Exercise 9.6 (MVSK portfolios)

  1. Download market data corresponding to \(N\) assets during a period with \(T\) observations, \(\bm{r}_1, \dots, \bm{r}_T \in \R^N\).
  2. Fit a multivariate skew \(t\) distribution to the data.
  3. Design a traditional mean–variance portfolio.
  4. Design a high-order MVSK portfolio.
  5. Compare their performance. Try to obtain a clear performance improvement via the introduction of higher orders.

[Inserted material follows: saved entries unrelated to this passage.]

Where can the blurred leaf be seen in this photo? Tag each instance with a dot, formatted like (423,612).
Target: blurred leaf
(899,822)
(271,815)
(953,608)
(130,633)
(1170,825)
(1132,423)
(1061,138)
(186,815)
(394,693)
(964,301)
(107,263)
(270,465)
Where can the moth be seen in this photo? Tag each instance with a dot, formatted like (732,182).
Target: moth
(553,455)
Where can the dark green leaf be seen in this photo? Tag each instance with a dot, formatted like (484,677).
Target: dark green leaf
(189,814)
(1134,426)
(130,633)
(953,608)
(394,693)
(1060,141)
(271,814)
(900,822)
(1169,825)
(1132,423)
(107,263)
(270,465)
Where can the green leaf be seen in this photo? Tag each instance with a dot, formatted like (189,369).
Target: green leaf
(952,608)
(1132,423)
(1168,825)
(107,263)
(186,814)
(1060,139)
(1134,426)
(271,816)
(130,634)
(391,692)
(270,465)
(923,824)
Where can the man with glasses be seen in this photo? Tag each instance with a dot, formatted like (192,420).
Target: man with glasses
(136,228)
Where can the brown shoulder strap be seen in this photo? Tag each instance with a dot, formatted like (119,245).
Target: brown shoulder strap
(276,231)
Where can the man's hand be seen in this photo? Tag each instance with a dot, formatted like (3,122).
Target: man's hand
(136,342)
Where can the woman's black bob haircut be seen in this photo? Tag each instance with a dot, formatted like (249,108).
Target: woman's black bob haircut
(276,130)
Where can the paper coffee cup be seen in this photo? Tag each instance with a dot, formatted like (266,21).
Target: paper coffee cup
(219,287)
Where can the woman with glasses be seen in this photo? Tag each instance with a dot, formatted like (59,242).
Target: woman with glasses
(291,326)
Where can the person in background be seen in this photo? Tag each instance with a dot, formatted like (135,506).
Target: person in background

Exercise 9.7 (Portfolio tilting)

  1. Download market data corresponding to \(N\) assets during a period with \(T\) observations, \(\bm{r}_1, \dots, \bm{r}_T \in \R^N\).
  2. Fit a multivariate skew \(t\) distribution to the data.
  3. Design some portfolio as a reference.
  4. Use the portfolio tilting formulation to improve the reference portfolio.
  5. Compare their performance. Try to obtain a clear performance improvement via tilting.